Bevor sich der Film in ein unautorisiertes Hindi-Remake von The Last House on the Left verwandeln kann, eilt Suraj zur Rettung. Und, hollaho, hielt ich ihn bislang für einen eher unnützen Helden (hat er doch in den bisher 65 Minuten Spielzeit nichts elementar Heldenmäßiges vollbracht), er erweist sich als Großmeister der bislang arg unterschätzten, sicherlich altehrwürdigen indischen Kampfkunst des Kanister-Fu, die sogar die zahlenmäßige Überlegenheit der Möchtegernrapisten ausgleicht. Zumindest solange, bis einer der Angreifer die noch altehrwürdigere Kampfkunst des Schaufel-Fu zitiert – nun könnte Rachna schnell zur Witwe werden, doch es ruft jemand die Gangbangwütigen zur Räson. Ein… Zigeunermädchen? Öhm. Die Roma stammen, soweit weiß ich auch noch, tatsächlich ursprünglich vom indischen Subkontinent, verließen den aber vor ca. 1500 Jahren. Ich wage also mal zu behaupten, dass die Ramsays hier nicht irgendwelche indische Roma-Geschichte verarbeiten, sondern einfach aus den Universal-Horrorfilmen der 40er gelernt hatten, das in Horrorgeschichten im Hinterwald einfach von Haus aus irgendwelche exotischen Gypsy-Gestalten rumhüpfen müssen, also steckt man die Dorfbewohner (speziell -innen) in Gina Lollobrigidas abgelegte Esmeralda-im-Glöckner-vom-Notre-Dame-Kostüme und lässt’s damit gut sein.
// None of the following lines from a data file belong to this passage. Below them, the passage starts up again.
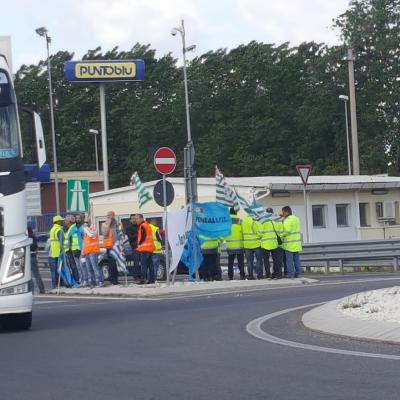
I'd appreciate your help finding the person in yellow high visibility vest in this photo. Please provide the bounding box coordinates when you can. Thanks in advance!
[281,206,303,279]
[150,219,163,279]
[242,216,263,279]
[49,215,64,289]
[224,207,246,280]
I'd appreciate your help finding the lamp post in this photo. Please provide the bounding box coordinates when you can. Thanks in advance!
[36,26,60,214]
[339,94,351,175]
[171,20,197,204]
[89,129,99,173]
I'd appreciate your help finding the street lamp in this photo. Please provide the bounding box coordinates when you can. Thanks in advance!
[35,26,60,214]
[171,20,197,204]
[339,94,351,175]
[89,129,99,173]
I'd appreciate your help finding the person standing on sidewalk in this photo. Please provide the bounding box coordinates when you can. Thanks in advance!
[282,206,303,279]
[101,211,119,285]
[28,226,46,294]
[82,218,104,287]
[242,216,263,279]
[224,207,246,280]
[125,214,141,283]
[136,214,156,284]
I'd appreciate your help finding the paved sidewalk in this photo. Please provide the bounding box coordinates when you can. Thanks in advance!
[50,277,318,297]
[302,299,400,344]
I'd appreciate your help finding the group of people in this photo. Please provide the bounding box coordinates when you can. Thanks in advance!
[28,206,302,293]
[199,206,302,281]
[46,214,104,289]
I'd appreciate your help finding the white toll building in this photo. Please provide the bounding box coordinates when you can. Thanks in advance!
[90,175,400,243]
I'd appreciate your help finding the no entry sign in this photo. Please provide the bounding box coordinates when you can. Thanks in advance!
[154,147,176,175]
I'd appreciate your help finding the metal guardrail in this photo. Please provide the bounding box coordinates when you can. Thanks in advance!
[301,239,400,273]
[38,239,400,274]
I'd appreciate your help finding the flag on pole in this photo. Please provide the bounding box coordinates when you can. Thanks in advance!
[215,166,240,213]
[236,192,275,223]
[130,171,153,208]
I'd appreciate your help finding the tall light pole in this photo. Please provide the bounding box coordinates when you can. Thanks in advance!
[339,94,351,175]
[36,26,60,214]
[347,49,360,175]
[89,129,99,173]
[171,20,197,204]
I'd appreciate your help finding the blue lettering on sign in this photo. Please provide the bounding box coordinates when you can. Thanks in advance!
[0,149,18,158]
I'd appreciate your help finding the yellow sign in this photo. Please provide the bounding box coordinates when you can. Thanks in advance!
[75,62,136,80]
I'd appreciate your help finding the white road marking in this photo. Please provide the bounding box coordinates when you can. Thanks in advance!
[246,302,400,361]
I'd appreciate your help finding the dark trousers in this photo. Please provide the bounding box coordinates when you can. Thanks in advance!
[228,253,245,279]
[107,250,118,285]
[139,252,155,283]
[31,253,45,293]
[199,253,218,281]
[271,247,285,278]
[263,249,272,278]
[66,250,82,283]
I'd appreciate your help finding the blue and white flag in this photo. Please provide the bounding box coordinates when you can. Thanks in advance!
[193,201,232,238]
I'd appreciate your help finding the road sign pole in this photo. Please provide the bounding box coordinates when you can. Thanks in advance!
[99,83,109,190]
[163,174,169,286]
[303,185,310,243]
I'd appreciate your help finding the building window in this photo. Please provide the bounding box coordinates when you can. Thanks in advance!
[358,203,369,226]
[375,201,383,219]
[336,204,349,228]
[312,204,326,228]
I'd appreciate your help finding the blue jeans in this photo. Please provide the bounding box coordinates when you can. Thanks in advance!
[244,247,264,279]
[285,250,301,278]
[49,257,58,289]
[151,253,161,279]
[140,252,155,282]
[85,253,104,285]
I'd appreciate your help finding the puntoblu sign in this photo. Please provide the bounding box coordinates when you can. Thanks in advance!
[64,60,144,83]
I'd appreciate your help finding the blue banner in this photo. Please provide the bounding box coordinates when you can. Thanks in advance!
[193,202,232,238]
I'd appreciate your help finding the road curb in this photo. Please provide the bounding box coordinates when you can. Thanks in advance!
[301,298,400,344]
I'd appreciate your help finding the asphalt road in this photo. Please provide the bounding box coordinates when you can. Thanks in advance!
[0,274,400,400]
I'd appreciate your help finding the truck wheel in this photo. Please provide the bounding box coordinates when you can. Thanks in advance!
[0,311,32,331]
[156,263,167,281]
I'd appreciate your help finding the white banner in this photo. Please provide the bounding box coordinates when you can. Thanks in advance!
[167,207,192,272]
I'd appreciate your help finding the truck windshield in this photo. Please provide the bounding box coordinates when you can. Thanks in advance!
[0,70,20,160]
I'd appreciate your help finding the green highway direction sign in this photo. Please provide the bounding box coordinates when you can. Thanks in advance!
[67,179,89,212]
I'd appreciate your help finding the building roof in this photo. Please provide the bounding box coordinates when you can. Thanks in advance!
[90,175,400,197]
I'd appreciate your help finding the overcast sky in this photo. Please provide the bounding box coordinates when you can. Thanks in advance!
[0,0,349,71]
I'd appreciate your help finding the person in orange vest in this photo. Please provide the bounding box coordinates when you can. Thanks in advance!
[101,211,118,285]
[136,214,156,284]
[82,217,104,288]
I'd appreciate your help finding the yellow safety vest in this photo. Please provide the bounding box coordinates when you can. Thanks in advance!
[49,224,64,258]
[242,216,261,249]
[224,214,243,254]
[282,215,303,253]
[149,224,162,254]
[258,221,278,250]
[64,224,81,251]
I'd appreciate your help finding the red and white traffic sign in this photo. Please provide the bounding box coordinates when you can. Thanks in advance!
[154,147,176,175]
[296,164,312,186]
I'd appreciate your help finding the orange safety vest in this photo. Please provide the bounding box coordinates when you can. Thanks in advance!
[137,221,156,253]
[82,227,100,256]
[103,223,114,250]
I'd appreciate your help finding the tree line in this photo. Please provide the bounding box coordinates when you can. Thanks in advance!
[15,0,400,187]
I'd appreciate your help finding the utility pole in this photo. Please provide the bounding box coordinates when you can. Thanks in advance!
[347,48,360,175]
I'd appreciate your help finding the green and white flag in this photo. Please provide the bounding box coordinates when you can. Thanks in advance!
[130,171,153,208]
[215,166,240,213]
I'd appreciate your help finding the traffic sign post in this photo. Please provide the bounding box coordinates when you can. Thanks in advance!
[66,179,89,212]
[154,147,176,286]
[296,164,312,243]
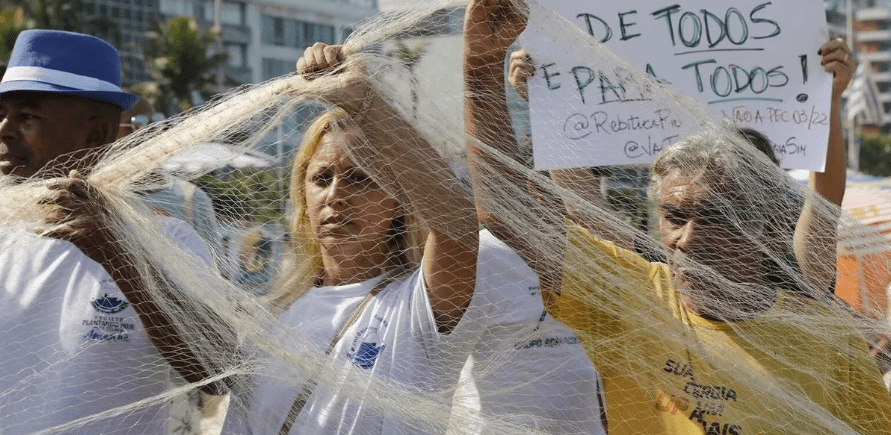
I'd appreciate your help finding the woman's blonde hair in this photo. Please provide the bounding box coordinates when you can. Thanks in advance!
[266,108,425,311]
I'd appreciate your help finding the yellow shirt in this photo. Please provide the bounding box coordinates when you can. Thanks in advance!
[545,226,891,435]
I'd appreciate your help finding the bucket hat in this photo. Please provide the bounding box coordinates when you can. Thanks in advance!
[0,30,139,110]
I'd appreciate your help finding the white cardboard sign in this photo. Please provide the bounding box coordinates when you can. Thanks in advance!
[520,0,832,171]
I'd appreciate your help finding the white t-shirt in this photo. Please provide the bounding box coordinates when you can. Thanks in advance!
[0,219,210,435]
[452,230,604,434]
[223,271,466,435]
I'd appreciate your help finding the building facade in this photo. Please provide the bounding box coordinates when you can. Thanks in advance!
[825,0,891,134]
[85,0,378,86]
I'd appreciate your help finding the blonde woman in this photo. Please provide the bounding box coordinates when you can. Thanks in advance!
[225,44,478,434]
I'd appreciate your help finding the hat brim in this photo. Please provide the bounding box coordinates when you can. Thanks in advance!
[0,80,139,111]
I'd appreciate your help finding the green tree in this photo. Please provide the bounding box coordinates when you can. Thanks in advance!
[135,16,226,114]
[860,136,891,177]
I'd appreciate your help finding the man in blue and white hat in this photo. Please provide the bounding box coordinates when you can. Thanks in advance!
[0,30,232,434]
[0,30,138,177]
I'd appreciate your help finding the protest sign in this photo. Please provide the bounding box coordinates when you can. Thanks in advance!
[520,0,832,170]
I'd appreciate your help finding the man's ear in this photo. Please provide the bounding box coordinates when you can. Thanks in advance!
[87,115,118,148]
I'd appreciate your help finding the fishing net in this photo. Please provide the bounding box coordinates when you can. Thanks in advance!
[0,1,891,435]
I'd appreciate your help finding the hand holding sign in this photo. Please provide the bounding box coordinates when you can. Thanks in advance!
[520,0,836,170]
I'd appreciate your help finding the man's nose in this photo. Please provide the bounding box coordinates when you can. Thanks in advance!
[325,177,353,205]
[674,219,699,252]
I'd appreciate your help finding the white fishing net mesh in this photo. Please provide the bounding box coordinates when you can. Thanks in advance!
[0,2,891,435]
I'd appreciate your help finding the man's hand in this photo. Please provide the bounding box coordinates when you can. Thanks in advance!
[817,38,857,100]
[507,50,535,101]
[297,42,373,116]
[464,0,526,66]
[39,171,118,267]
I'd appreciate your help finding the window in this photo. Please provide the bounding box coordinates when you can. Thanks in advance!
[261,58,294,80]
[226,44,247,68]
[220,2,245,26]
[262,15,337,49]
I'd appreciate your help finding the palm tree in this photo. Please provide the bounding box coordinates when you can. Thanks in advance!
[135,16,227,114]
[0,0,120,46]
[0,6,25,67]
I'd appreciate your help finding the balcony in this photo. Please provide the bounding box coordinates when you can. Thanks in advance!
[854,8,891,21]
[857,51,891,63]
[226,65,254,84]
[869,71,891,83]
[855,30,891,42]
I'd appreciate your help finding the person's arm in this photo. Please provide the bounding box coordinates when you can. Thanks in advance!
[794,39,856,291]
[297,43,479,332]
[41,171,236,395]
[464,0,563,289]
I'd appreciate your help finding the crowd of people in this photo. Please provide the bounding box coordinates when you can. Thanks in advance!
[0,0,891,435]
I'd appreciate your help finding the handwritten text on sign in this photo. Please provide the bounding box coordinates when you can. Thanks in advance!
[520,0,832,170]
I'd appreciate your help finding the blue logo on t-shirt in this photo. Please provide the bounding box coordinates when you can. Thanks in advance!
[352,343,385,369]
[93,293,130,314]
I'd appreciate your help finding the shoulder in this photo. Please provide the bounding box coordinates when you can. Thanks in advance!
[162,216,213,265]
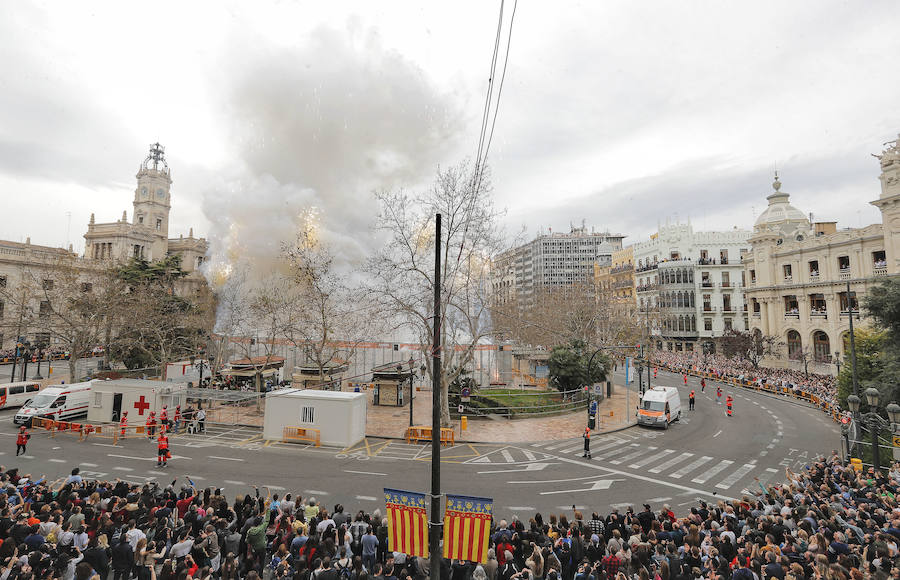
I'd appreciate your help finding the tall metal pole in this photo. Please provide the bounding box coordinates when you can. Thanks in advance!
[847,281,859,397]
[428,214,443,580]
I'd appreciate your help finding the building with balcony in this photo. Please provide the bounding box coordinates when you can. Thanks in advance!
[743,135,900,374]
[634,221,751,352]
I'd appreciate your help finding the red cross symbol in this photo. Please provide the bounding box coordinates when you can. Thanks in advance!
[134,395,150,415]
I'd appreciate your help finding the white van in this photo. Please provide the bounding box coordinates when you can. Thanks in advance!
[13,381,94,425]
[0,381,41,409]
[638,387,681,429]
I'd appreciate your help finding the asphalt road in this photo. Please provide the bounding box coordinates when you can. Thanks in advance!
[0,372,839,518]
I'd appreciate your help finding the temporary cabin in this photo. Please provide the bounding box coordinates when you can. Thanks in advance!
[263,389,366,447]
[88,379,187,425]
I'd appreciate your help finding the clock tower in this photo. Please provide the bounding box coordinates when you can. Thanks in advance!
[132,143,172,256]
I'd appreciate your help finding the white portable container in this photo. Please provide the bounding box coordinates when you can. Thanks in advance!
[638,387,681,429]
[263,389,366,447]
[13,381,96,425]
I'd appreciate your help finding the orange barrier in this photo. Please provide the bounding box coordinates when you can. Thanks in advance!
[281,427,322,447]
[406,426,456,446]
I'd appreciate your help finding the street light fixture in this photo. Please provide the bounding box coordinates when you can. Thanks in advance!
[847,387,900,473]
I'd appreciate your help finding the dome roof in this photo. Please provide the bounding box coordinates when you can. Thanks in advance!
[754,173,809,230]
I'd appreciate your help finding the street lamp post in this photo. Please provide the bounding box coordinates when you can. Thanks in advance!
[847,387,900,473]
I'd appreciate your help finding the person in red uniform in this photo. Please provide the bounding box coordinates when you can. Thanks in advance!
[16,425,31,457]
[147,411,156,439]
[156,427,169,467]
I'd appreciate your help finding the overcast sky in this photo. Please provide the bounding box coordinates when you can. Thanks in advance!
[0,0,900,266]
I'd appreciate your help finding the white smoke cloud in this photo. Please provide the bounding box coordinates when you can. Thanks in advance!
[204,28,461,282]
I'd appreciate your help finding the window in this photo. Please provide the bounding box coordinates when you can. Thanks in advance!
[813,330,831,362]
[788,330,803,360]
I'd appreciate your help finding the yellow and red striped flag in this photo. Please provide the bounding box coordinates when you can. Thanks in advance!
[444,494,494,564]
[384,488,428,558]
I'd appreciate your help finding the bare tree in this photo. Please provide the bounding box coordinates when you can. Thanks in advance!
[366,163,502,425]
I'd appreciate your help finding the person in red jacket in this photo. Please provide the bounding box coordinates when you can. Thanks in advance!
[147,411,156,439]
[16,425,31,457]
[156,427,169,467]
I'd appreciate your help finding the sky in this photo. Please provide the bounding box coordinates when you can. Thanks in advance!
[0,0,900,262]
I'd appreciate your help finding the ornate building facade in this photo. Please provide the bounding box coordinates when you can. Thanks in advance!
[0,143,208,350]
[742,134,900,374]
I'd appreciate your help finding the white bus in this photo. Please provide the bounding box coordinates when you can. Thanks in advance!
[0,381,41,409]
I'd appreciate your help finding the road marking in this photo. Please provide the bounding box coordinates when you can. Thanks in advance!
[610,445,657,465]
[540,479,625,495]
[649,453,694,473]
[628,449,675,469]
[691,459,734,483]
[716,463,756,489]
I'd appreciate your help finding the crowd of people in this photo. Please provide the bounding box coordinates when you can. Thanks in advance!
[653,350,837,404]
[0,455,900,580]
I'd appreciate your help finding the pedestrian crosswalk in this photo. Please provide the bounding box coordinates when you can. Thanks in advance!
[530,436,777,490]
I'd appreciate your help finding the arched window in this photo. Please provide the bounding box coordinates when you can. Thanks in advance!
[813,330,831,362]
[788,330,803,360]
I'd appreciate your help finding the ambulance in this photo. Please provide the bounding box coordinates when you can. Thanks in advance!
[638,387,681,429]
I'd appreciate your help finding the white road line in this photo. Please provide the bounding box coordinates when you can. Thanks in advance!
[716,463,756,489]
[691,459,734,483]
[610,446,656,465]
[649,453,694,473]
[628,449,675,469]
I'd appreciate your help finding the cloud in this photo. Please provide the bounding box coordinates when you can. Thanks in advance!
[203,27,460,286]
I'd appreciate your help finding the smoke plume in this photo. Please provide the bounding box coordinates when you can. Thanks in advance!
[204,28,459,285]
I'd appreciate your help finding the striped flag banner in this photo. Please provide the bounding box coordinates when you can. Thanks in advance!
[384,488,428,558]
[444,494,494,564]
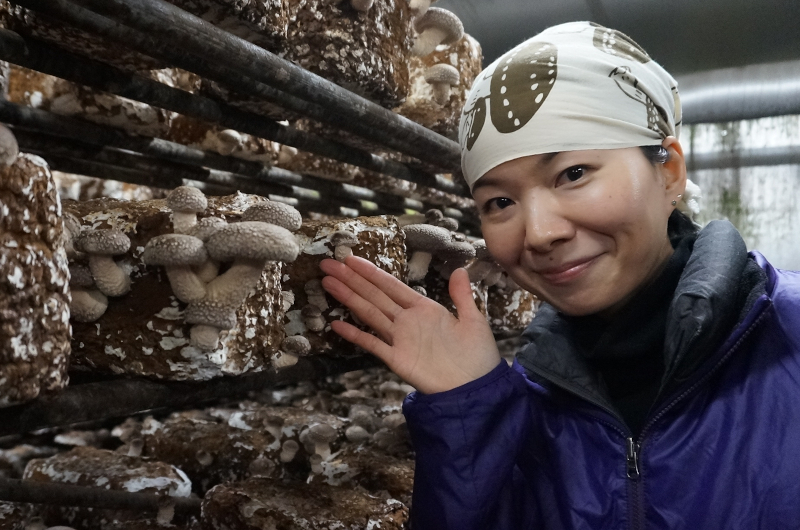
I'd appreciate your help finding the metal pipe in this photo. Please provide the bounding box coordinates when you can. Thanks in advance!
[21,1,458,172]
[0,355,380,436]
[53,0,460,171]
[678,61,800,123]
[0,30,467,195]
[0,478,201,515]
[686,146,800,171]
[0,100,438,216]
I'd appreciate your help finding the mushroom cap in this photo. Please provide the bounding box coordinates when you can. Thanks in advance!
[414,7,464,44]
[300,304,322,318]
[73,229,131,256]
[403,224,450,252]
[142,234,208,267]
[167,186,208,213]
[242,201,303,232]
[425,63,461,86]
[69,263,94,288]
[187,217,228,243]
[331,230,358,247]
[303,278,325,294]
[206,221,300,262]
[472,239,492,260]
[183,300,236,329]
[281,335,311,357]
[307,423,338,443]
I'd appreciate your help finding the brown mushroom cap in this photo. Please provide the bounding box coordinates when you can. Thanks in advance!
[425,64,461,86]
[242,201,303,232]
[188,217,228,243]
[308,423,338,444]
[142,234,208,267]
[403,224,450,252]
[414,7,464,44]
[331,230,358,247]
[167,186,208,213]
[73,229,131,256]
[69,263,94,288]
[206,221,300,262]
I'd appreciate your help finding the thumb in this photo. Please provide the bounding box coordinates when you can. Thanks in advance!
[449,268,483,319]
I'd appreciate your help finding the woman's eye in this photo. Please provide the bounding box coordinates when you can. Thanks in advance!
[559,166,586,182]
[483,197,514,212]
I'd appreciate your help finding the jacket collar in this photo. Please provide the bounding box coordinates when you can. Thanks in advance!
[517,221,765,413]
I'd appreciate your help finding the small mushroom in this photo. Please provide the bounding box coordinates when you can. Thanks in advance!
[300,304,325,331]
[167,186,208,234]
[403,224,450,282]
[411,7,464,57]
[306,423,337,460]
[303,278,328,311]
[408,0,436,17]
[74,229,131,296]
[242,201,303,232]
[188,217,228,283]
[278,440,300,464]
[142,234,208,304]
[350,0,375,13]
[0,125,19,167]
[331,230,358,262]
[194,449,214,467]
[344,425,372,444]
[425,63,461,105]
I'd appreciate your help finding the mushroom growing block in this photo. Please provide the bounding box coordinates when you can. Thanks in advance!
[286,0,412,108]
[203,478,408,530]
[65,194,284,380]
[394,35,483,139]
[282,216,406,354]
[22,447,192,530]
[0,154,70,407]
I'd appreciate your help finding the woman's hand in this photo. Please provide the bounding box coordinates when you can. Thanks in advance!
[320,256,500,394]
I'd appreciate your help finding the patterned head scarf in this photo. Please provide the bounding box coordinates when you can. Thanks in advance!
[459,22,681,188]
Esmeralda (ja, sie heißt im Film Shaila. Ist doch fast das selbe. Und ich bleibe lieber bei Esmeralda. Ist irgendwie passender) verfügt über genügend Autorität, um die Goons von ihrem schändlichen Treiben abzubringen, doch es ist zu erwarten, dass Suraj und Rachna nicht unbedingt neue Freunde gewonnen haben (zumindest nicht, was Goga, den Anführer der Bande, und seine Kumpel angeht).

Damit wären wir auch wieder beim Thema „Unterschiede zwischen US- und Indien-Horrorfilmen“. Während der gemeine Hollywoodheuler zu diesem Zeitpunkt seinen Cast bereits großflächig niedergemetzelt hat und nun im Allgemeinen sein Final Girl mit aufgerissenen Augen und Fleischermesser in der Hand durch das dunkle Haus auf der Suche nach dem Killer schleichen lässt, meint ein durchschnittlicher Bollywoodregisseur, dass jetzt der ideale Moment wäre, um ein paar neue Charaktere einzuführen. Nicht nur Esmeralda und Goga… da hätten wir z.B. Shakaal, den örtlichen Muskelprotz (von Shimago, nehme ich an. Ungeachtet der Tatsache, dass dieses Kaff bekanntlich 45 Meilen entfernt von Point Rape gelegen sein soll, ist es ersichtlich doch um die Ecke und jedenfalls später in Laufweite vom Singh-Familiensitz. Die Geographie des Streifens ist… unübersichtlich. ich vermute starke Lovecraft-Einflüsse), der gerade bei der ehemals olympischen Sportart des Tauziehens den Rest der Männer des Dorfs ganz alt aussehen lässt (und insbesondere den comic-relief-Fettsack, der zum Glück keine besonders wichtige Rolle spielt). Shakaal hat auch ’ne Freundin am Start, auch sie pflegt den Roma-Look (knöchellanger, weiter Rock, geschnürtes Korsett, Ohrringe wie Wagenräder, keine Spur Sari-Ähnlichkeit) und heißt Reshma.
Mitten in Shakaals schönste Siegesfeier (inklusive Blütenkranzüberreichung durch den halbmumifzierten Dorfältesten o.ä.) platzt Goga mit seiner Bande und reicht, vermute ich, verbale Beschwerde über seine Behandlung seitens Esmeraldas ein. Shakaal schlägt sich, obwohl der Dorfvorsteher (Sardar) Goga handgreiflich eine klatscht, auf dessen Seite. Ohne Anerkennung einer Rechtspflicht stelle ich die Hypothese auf, dass Shakaal und Goga ahnen, wissen oder zumindest raten, dass Suraj ein Singh ist und mit seiner Ankunft aufgrund des Fluchs gräßlich Ungemach über die Dorfgemeinschaft hereinbrechen wird. Auf jeden Fall regt sich Shakaal fürchterlich auf – und mit dem Namen kann er ja kein freundlich gesonnener Geselle sein.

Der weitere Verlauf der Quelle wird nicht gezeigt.